The full set of recommendation reports and the Panel’s recommended version of the Unitary Plan is available to view at: www.aucklandcouncil.govt.nz/unitaryplan
Here is Community Housing Aotearoa’s press release on the recommendations.
final auckland unitary plan press release.pdf where CHA Chief Executive Scott Figenshow says:
“The density provided by the plan is great but it doesn’t guarantee affordability. We need inclusionary zoning and retained affordable housing provisions to ensure that a portion of the homes meet the needs of our low and moderate income families. Inclusionary zoning ensures that all new larger developments must include affordable housing options. Increasing density does not guarantee that by itself.”
Contained in the Plan is the following on affordable housing:
6.2.5. Recommended Unitary Plan enables more affordable housing
The Panel has considered carefully the issue of housing affordability and how the Plan can best contribute to improving affordability of housing in the Auckland region. The Panel considers the Unitary Plan is best able to promote affordable housing by ensuring there is
adequate feasible enabled residential capacity relative to demand, there is a range of housing types enabled in many locations, the Plan supports the centres and corridors strategy, and that the Plan does not impose undue implementation costs.

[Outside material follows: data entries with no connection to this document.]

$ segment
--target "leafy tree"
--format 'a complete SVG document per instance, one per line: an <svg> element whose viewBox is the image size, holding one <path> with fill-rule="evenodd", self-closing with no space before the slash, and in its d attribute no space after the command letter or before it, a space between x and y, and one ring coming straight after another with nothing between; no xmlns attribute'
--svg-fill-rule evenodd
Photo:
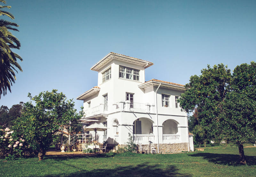
<svg viewBox="0 0 256 177"><path fill-rule="evenodd" d="M5 4L4 0L0 2ZM10 9L11 6L0 5L0 16L6 15L12 19L14 16L8 12L2 10L4 8ZM22 61L21 58L12 51L12 49L20 49L20 43L19 40L9 30L18 31L13 27L18 27L17 24L3 19L0 19L0 99L3 94L4 96L7 89L11 92L11 86L15 82L17 69L20 71L22 69L17 62L17 59Z"/></svg>
<svg viewBox="0 0 256 177"><path fill-rule="evenodd" d="M12 126L13 121L20 117L23 103L12 105L9 109L6 106L2 105L0 108L0 123L6 126Z"/></svg>
<svg viewBox="0 0 256 177"><path fill-rule="evenodd" d="M43 159L60 128L75 123L83 116L74 108L72 100L67 100L62 92L53 89L40 93L24 105L21 116L15 121L14 129L22 135L30 146L38 153L39 160ZM32 103L35 102L35 105Z"/></svg>
<svg viewBox="0 0 256 177"><path fill-rule="evenodd" d="M183 111L200 107L199 125L208 138L235 143L242 164L246 163L243 143L255 135L255 66L253 62L243 64L231 74L223 64L208 65L201 75L190 77L179 100Z"/></svg>
<svg viewBox="0 0 256 177"><path fill-rule="evenodd" d="M128 141L126 143L127 144L127 147L125 147L125 148L128 152L137 152L138 150L137 145L133 142L133 137L130 133L128 133L128 136L129 137L128 138Z"/></svg>

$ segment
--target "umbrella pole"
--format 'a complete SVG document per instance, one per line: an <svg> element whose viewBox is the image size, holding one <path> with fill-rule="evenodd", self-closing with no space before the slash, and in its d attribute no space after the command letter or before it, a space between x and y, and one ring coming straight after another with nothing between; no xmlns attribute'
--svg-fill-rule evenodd
<svg viewBox="0 0 256 177"><path fill-rule="evenodd" d="M96 129L95 129L95 149L94 150L94 153L96 153Z"/></svg>

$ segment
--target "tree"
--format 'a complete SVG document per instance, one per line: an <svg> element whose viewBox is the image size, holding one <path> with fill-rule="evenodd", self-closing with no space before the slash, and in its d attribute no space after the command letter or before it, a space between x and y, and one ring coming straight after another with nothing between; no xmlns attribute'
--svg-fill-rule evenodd
<svg viewBox="0 0 256 177"><path fill-rule="evenodd" d="M4 0L0 2L5 4ZM14 16L8 12L2 10L3 8L11 8L11 6L0 5L0 15L6 15L14 19ZM20 66L17 62L17 59L22 61L21 58L12 52L11 49L20 49L20 43L19 40L9 30L19 31L13 27L18 27L17 24L3 19L0 19L0 99L3 94L4 96L8 89L11 92L11 86L15 83L16 70L22 71Z"/></svg>
<svg viewBox="0 0 256 177"><path fill-rule="evenodd" d="M9 109L6 106L2 105L0 108L0 123L7 126L12 126L13 121L20 117L23 103L12 105Z"/></svg>
<svg viewBox="0 0 256 177"><path fill-rule="evenodd" d="M25 104L21 116L14 124L14 129L38 153L39 160L43 159L55 133L68 127L70 122L77 124L83 116L82 111L76 112L72 100L67 100L65 95L57 91L43 92L34 97L29 93L30 100Z"/></svg>
<svg viewBox="0 0 256 177"><path fill-rule="evenodd" d="M208 65L201 75L190 77L187 90L179 100L183 111L200 107L198 121L208 138L234 143L244 164L243 143L255 135L255 68L253 62L242 64L231 74L223 64L212 68Z"/></svg>

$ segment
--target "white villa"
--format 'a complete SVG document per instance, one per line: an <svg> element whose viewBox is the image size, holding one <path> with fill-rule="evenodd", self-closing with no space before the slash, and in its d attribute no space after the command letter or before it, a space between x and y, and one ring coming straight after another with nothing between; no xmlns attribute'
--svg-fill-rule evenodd
<svg viewBox="0 0 256 177"><path fill-rule="evenodd" d="M98 86L76 98L84 101L84 125L107 127L97 132L101 142L124 145L130 133L135 143L152 143L158 153L194 150L187 113L177 101L184 86L154 79L145 82L145 70L153 64L111 52L93 66Z"/></svg>

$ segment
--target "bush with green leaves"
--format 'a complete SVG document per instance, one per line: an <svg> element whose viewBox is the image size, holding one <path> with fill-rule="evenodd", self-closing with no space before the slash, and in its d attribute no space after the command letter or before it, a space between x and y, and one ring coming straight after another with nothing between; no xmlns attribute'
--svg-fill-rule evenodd
<svg viewBox="0 0 256 177"><path fill-rule="evenodd" d="M14 159L24 156L28 143L8 127L0 127L0 158Z"/></svg>
<svg viewBox="0 0 256 177"><path fill-rule="evenodd" d="M138 151L137 145L133 142L133 137L129 133L128 133L128 141L125 143L127 146L125 148L128 152L137 152Z"/></svg>

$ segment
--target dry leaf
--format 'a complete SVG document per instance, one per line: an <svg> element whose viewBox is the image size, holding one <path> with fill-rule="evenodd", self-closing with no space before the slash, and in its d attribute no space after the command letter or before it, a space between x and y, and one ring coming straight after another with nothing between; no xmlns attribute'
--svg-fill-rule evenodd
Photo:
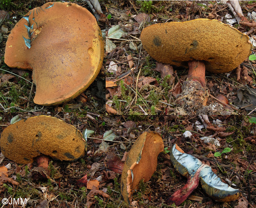
<svg viewBox="0 0 256 208"><path fill-rule="evenodd" d="M245 199L240 198L238 200L238 204L235 206L235 208L247 208L248 202Z"/></svg>
<svg viewBox="0 0 256 208"><path fill-rule="evenodd" d="M106 80L106 87L114 87L115 86L117 86L115 83L112 81L108 81L108 80Z"/></svg>
<svg viewBox="0 0 256 208"><path fill-rule="evenodd" d="M129 55L127 56L127 60L131 59L132 58L132 56L131 55ZM128 61L128 64L129 64L129 67L130 67L130 68L132 68L134 65L134 63L132 60Z"/></svg>
<svg viewBox="0 0 256 208"><path fill-rule="evenodd" d="M5 175L6 176L8 177L8 170L7 169L7 168L5 166L2 166L1 167L0 167L0 177L1 177L2 174Z"/></svg>
<svg viewBox="0 0 256 208"><path fill-rule="evenodd" d="M151 84L151 85L155 85L157 87L158 86L158 83L157 82L157 80L153 77L149 76L145 77L142 80L142 82L144 85Z"/></svg>
<svg viewBox="0 0 256 208"><path fill-rule="evenodd" d="M105 193L103 191L99 190L99 189L95 188L94 189L90 191L90 193L87 195L87 208L90 208L91 206L95 204L96 200L94 199L94 196L99 195L102 196L103 198L109 198L110 196Z"/></svg>
<svg viewBox="0 0 256 208"><path fill-rule="evenodd" d="M106 111L109 114L117 114L117 111L107 104L106 104Z"/></svg>
<svg viewBox="0 0 256 208"><path fill-rule="evenodd" d="M157 62L155 68L153 69L160 72L161 77L163 79L167 75L170 75L170 77L167 80L169 85L172 85L175 79L173 76L173 68L169 64L164 64L162 63Z"/></svg>
<svg viewBox="0 0 256 208"><path fill-rule="evenodd" d="M98 180L90 180L87 182L87 189L91 190L95 188L98 188L99 186L99 182Z"/></svg>

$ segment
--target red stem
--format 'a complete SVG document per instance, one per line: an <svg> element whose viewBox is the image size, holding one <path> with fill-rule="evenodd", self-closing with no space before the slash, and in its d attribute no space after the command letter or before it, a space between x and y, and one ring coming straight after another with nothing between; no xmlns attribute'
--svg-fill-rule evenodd
<svg viewBox="0 0 256 208"><path fill-rule="evenodd" d="M49 156L44 155L40 155L35 158L35 161L37 163L37 167L42 167L46 170L48 169L49 160Z"/></svg>
<svg viewBox="0 0 256 208"><path fill-rule="evenodd" d="M198 186L200 179L199 174L201 169L201 167L200 167L193 175L192 177L188 176L186 185L167 198L166 202L168 204L174 203L177 206L178 206L188 198Z"/></svg>
<svg viewBox="0 0 256 208"><path fill-rule="evenodd" d="M205 65L204 62L193 59L188 61L188 80L199 82L203 87L205 84Z"/></svg>

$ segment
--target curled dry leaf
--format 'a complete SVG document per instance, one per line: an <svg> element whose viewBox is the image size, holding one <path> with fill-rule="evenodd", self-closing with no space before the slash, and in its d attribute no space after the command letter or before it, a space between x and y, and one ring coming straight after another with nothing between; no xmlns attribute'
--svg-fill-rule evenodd
<svg viewBox="0 0 256 208"><path fill-rule="evenodd" d="M99 182L98 180L90 180L87 182L87 189L93 189L95 188L98 188ZM94 188L95 187L95 188Z"/></svg>
<svg viewBox="0 0 256 208"><path fill-rule="evenodd" d="M248 69L243 66L243 69L242 71L243 75L243 80L249 84L252 82L252 78L248 75Z"/></svg>
<svg viewBox="0 0 256 208"><path fill-rule="evenodd" d="M113 107L110 107L107 104L106 104L106 111L109 114L114 115L117 114L117 111Z"/></svg>
<svg viewBox="0 0 256 208"><path fill-rule="evenodd" d="M163 79L167 75L170 75L169 79L167 80L167 82L171 85L174 82L175 77L173 76L173 68L169 64L164 64L162 63L157 62L155 68L153 69L160 72L161 77Z"/></svg>
<svg viewBox="0 0 256 208"><path fill-rule="evenodd" d="M109 81L108 80L106 80L106 87L114 87L115 86L117 86L115 83L112 81Z"/></svg>
<svg viewBox="0 0 256 208"><path fill-rule="evenodd" d="M158 83L157 82L157 79L153 77L149 76L145 77L142 80L142 82L144 85L151 84L151 85L155 85L157 87L158 86Z"/></svg>
<svg viewBox="0 0 256 208"><path fill-rule="evenodd" d="M95 204L96 200L94 199L94 196L100 195L102 196L104 199L108 198L110 196L105 193L103 191L99 190L98 189L94 189L90 191L87 195L87 207L90 208L93 205Z"/></svg>

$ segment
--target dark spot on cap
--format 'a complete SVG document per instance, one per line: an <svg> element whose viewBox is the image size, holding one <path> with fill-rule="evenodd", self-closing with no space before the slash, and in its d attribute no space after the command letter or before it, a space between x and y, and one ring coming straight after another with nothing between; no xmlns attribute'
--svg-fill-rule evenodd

This approach to housing affordability locates this issue at the heart of the design of the Unitary Plan, and correctly so, as housing affordability is fundamental to the well-being of people and communities of the Auckland region. It is important that the Plan enables affordable housing and does not present obstacles to achieving affordable housing in the region. The Panel also notes the Plan on its own is not able to deliver affordable housing.
The panel commented:
“The Panel was persuaded by the submissions of the Ministry for Business, Innovation and Employment and Housing New Zealand Corporation, among others, that the affordable housing provisions as proposed by the Council would likely reduce the efficiency of the housing market due to effectively being a tax on the supply of dwellings and be redistributional in their effect. The Panel is of the view that the imposition of land use controls under theResource Management Act 1991 is not an appropriate method for such redistributional assessments and policies.”
They go on to say:
“The most appropriate way for the Plan to address housing affordability in the region is by enabling a significant increase in residential development capacity and a greater range of housing sizes and types. While these measures are unlikely to resolve the issue of housing affordability in isolation, they are the primary way the Plan can contribute to address this issue.”
Here’s the Radio New Zealand analysis on the plan from Todd Niall.
Here is the press release from Lifewise Trust and Airedale Property Trust.
And here’s further comment from journalist Pattrick Smellie.
Here’s more media on the affordability issue from RNZ on 1 August. Modelling research suggests that of the 247,000 new homes planned within Auckland’s existing urban area, only 15 percent would cost less than $800,000 and less than 2 percent would be priced under $600,000.